How could the FCA's focus on ARs affect advisers?
(Skitterphoto/Pexels)

It is clear from the words and actions of the Financial Conduct Authority that it has set its sights on appointed representatives.

In a speech delivered in May by Sheldon Mills at a British Insurance Brokers' Association conference, the executive director of consumers and competition said: “If you use appointed representatives in your business model, we expect you to have good oversight of them, to ensure that they are following our rules on product suitability and value.

“We have recently set up a new department to oversee the AR regime and will be supervising these firms more closely to deliver better outcomes.”

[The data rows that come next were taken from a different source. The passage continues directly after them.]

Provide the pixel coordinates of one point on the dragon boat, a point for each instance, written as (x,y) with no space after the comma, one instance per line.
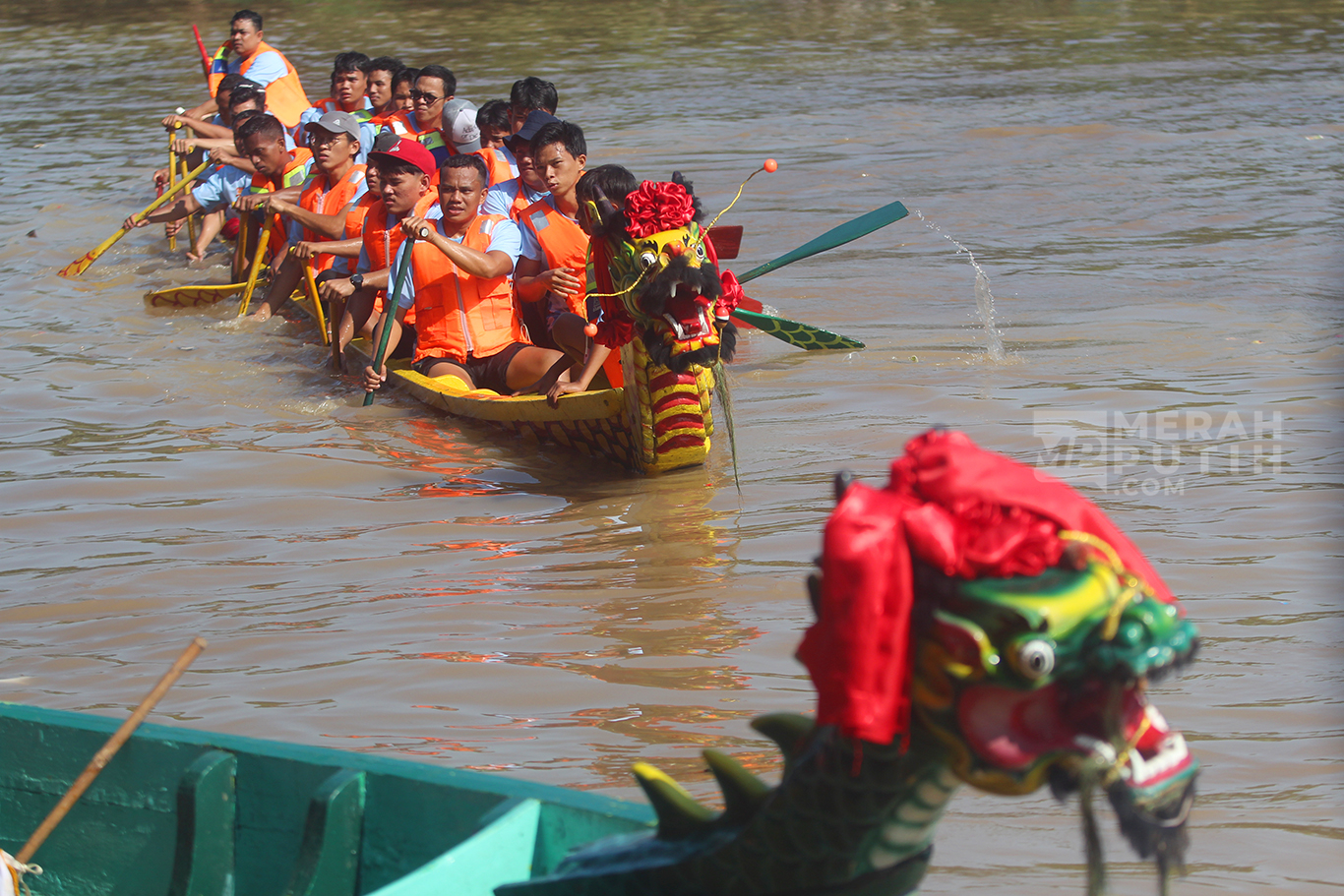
(977,624)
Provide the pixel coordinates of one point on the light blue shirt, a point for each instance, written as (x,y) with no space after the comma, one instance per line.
(220,188)
(265,67)
(296,230)
(504,238)
(500,198)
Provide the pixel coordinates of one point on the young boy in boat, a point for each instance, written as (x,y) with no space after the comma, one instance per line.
(213,195)
(258,62)
(404,168)
(458,285)
(554,258)
(349,87)
(320,212)
(382,78)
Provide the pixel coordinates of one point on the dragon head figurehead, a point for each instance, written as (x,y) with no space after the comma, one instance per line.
(657,274)
(977,623)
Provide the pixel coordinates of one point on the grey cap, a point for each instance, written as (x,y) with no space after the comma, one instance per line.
(336,122)
(459,125)
(536,120)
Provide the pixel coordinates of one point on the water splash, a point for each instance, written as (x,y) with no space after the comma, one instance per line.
(984,298)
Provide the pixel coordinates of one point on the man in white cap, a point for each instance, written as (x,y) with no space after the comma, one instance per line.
(336,184)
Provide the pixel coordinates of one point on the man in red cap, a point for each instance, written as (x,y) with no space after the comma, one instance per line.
(458,285)
(404,169)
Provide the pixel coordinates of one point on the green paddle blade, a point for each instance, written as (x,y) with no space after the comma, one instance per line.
(840,235)
(803,334)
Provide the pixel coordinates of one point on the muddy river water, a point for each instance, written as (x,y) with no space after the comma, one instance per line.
(1148,191)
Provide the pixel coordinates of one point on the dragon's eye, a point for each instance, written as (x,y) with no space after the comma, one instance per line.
(1035,658)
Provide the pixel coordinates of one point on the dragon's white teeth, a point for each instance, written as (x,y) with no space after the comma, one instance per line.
(1171,755)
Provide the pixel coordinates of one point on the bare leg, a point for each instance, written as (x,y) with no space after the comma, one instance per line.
(535,370)
(569,336)
(449,368)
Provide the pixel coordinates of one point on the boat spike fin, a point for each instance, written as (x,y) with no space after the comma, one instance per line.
(742,792)
(789,731)
(679,814)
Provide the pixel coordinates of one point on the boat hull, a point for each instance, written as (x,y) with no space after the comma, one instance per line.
(180,810)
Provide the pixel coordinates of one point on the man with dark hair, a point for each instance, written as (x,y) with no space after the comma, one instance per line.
(279,172)
(434,87)
(382,77)
(323,205)
(458,286)
(258,62)
(554,257)
(349,85)
(513,197)
(531,94)
(212,195)
(403,176)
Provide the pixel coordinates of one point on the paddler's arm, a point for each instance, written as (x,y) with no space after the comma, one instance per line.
(338,247)
(175,211)
(491,265)
(597,356)
(330,226)
(375,374)
(532,282)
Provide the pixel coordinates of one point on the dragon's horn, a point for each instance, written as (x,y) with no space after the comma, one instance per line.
(788,731)
(679,814)
(742,792)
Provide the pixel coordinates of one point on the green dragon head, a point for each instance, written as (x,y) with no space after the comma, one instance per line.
(976,623)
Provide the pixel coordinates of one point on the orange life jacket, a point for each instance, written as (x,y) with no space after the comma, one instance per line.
(285,95)
(355,220)
(458,313)
(382,242)
(323,199)
(564,243)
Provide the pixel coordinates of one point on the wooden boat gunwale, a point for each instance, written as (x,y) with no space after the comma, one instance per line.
(421,829)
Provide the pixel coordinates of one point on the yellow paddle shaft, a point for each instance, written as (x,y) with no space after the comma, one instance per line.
(83,264)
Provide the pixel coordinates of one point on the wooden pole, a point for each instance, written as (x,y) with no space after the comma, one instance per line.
(107,751)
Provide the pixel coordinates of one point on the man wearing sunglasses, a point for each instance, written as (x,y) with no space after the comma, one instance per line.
(434,87)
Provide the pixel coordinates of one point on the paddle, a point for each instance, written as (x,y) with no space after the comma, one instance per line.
(840,235)
(83,264)
(107,751)
(256,269)
(172,179)
(390,304)
(803,334)
(318,302)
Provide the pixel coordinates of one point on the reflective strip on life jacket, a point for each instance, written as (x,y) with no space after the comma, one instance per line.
(458,313)
(564,243)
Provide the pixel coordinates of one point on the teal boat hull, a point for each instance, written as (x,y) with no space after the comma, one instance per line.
(191,813)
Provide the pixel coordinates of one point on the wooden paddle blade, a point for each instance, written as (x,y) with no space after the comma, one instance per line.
(727,241)
(803,334)
(191,296)
(840,235)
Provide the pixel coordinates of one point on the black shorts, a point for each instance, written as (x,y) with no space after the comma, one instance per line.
(487,373)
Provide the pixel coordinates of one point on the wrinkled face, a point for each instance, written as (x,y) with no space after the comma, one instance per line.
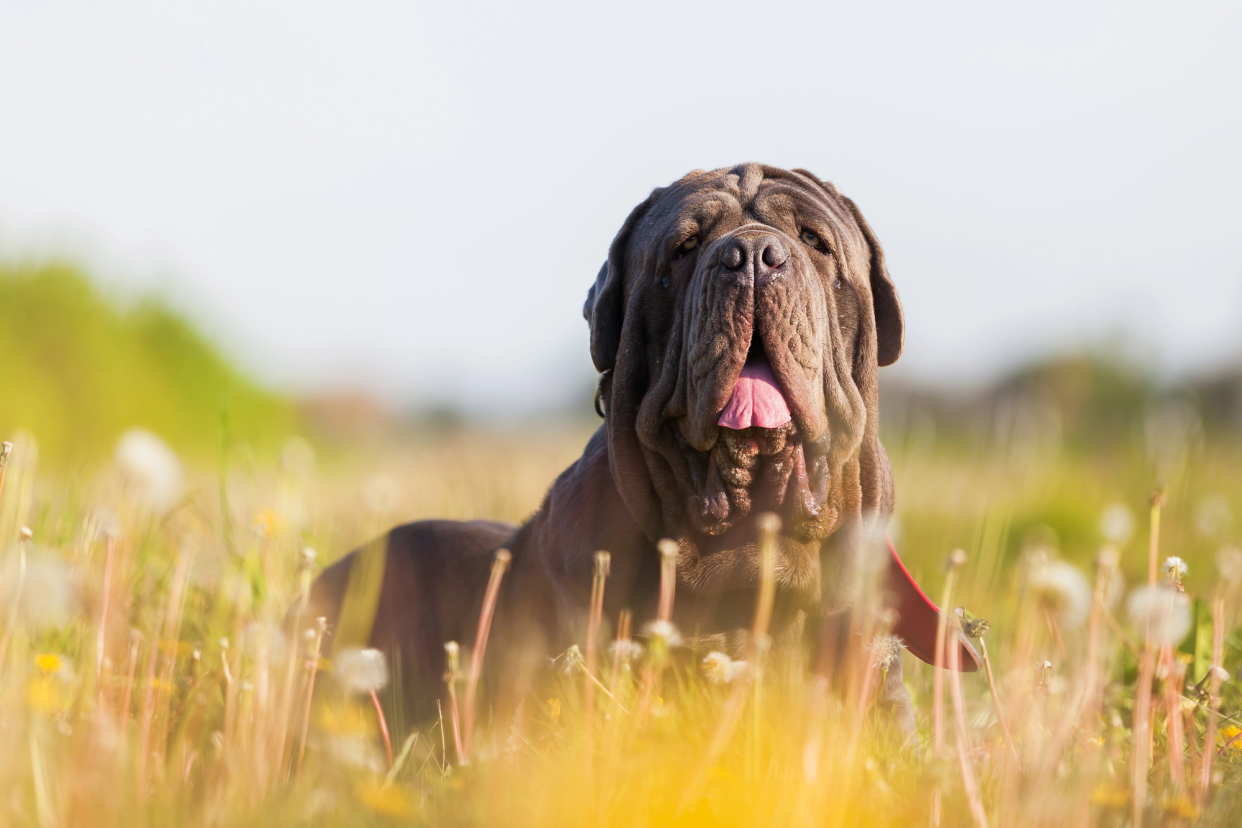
(743,315)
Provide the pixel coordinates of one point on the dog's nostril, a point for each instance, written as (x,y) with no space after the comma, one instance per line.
(774,256)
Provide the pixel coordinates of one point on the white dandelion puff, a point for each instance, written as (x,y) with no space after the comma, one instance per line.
(663,631)
(887,649)
(1160,612)
(150,467)
(1062,590)
(1174,569)
(360,670)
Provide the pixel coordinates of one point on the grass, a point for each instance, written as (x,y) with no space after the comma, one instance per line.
(144,680)
(81,368)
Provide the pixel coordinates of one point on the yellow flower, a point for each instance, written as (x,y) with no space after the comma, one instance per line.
(343,719)
(1110,796)
(46,694)
(49,662)
(1181,806)
(389,800)
(1226,735)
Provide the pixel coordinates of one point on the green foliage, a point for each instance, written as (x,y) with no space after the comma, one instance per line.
(77,370)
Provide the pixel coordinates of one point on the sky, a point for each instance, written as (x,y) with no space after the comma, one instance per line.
(410,199)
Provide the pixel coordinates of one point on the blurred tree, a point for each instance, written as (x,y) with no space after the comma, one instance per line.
(77,370)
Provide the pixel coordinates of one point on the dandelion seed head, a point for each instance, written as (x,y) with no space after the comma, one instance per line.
(150,467)
(626,651)
(971,626)
(1160,612)
(360,670)
(663,631)
(1062,590)
(570,661)
(720,669)
(886,649)
(1175,569)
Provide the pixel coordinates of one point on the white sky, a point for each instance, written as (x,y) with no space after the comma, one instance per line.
(412,198)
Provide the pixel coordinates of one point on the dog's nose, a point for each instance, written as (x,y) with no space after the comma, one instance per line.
(761,255)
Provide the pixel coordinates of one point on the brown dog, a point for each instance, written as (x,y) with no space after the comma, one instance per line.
(738,327)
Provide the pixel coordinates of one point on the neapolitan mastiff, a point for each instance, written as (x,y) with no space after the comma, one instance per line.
(738,327)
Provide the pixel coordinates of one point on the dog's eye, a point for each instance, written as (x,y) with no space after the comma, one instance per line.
(687,246)
(812,240)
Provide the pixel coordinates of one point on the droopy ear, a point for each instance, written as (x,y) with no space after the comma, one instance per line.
(889,320)
(604,308)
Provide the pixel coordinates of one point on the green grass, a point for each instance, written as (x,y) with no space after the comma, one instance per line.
(174,728)
(77,369)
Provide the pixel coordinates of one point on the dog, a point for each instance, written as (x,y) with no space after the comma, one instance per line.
(738,328)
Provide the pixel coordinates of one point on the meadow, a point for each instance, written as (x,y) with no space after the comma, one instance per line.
(147,679)
(1083,524)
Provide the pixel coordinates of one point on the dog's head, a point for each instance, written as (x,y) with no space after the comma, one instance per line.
(738,324)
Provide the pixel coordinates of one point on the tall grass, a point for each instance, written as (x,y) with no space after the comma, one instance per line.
(147,679)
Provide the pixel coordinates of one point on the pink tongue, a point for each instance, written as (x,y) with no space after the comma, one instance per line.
(756,400)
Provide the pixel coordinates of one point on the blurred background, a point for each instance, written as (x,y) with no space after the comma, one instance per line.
(363,226)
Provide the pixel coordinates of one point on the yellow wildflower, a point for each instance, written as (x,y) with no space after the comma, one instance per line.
(46,694)
(49,662)
(389,801)
(1226,735)
(268,523)
(1110,796)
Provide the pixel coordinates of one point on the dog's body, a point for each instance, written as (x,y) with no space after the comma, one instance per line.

As well as establishing said department, in March the FCA closed a consultation on improving the AR regime, in which it set out proposals to require principals to:

  • Provide the regulator with more information on their ARs and the business these ARs conduct;
  • Report to the regulator specific information on the activities the ARs are permitted to undertake, for inclusion on the Financial Services Register; and
  • Notify the FCA of an intention to begin providing regulatory hosting services before beginning to do so.

James Dingwall, chief executive of compliance consultancy Thistle Initiatives, says he is not surprised by the regulator’s recent focus on ARs. “It's pleasing that the FCA has now increased its supervision of the sector, but of course, this is after the damage has been done.”

How did we get here?

Analysis by the FCA found that principals generate between 50 per cent and 400 per cent more complaints and supervisory cases on average than non-principals, which the regulator said shows there are more issues arising from principals and ARs than from other directly authorised businesses.

Bovill consultant Jonathan Reid likewise says the FCA’s focus on ARs does not come as a surprise, given the collapse of Greensill Capital that made use of the AR regime.

A report called Lessons from Greensill Capital, published by the Treasury Committee in July, said it appears that the AR regime may be being used for purposes that are “well beyond” those for which it was originally designed.

Indeed, in its consultation paper the FCA notes how the regime was created primarily to allow self-employed representatives to engage in regulated activities without having to be authorised, but that over time, the regime has evolved to include a wider range of models such as regulatory hosting and networks.

Despite the common perception that Greensill Capital’s collapse led to the regulator’s review of the regime, Lindsay Lee, senior associate at law firm Brodies, says the FCA’s previous thematic reviews of the general insurance and investment management sectors had already exposed shortcomings in the AR model.

Lee adds that subsequent ‘Dear CEO’ letters and FCA analysis, which found that principals and ARs accounted for 61 per cent of the Financial Services Compensation Scheme
claims value between 2018 and 2019 H1, meant the actual and potential levels of consumer harm were “simply too high for the FCA not to take wider action”.

How could the proposed changes affect existing ARs?

It seems very likely that large networks with scale and systems already in place will be better able to handle the proposed new requirements, says David Morrey partner at Grant Thornton, especially where ARs have similar advice propositions that make it relatively easier for a principal to oversee.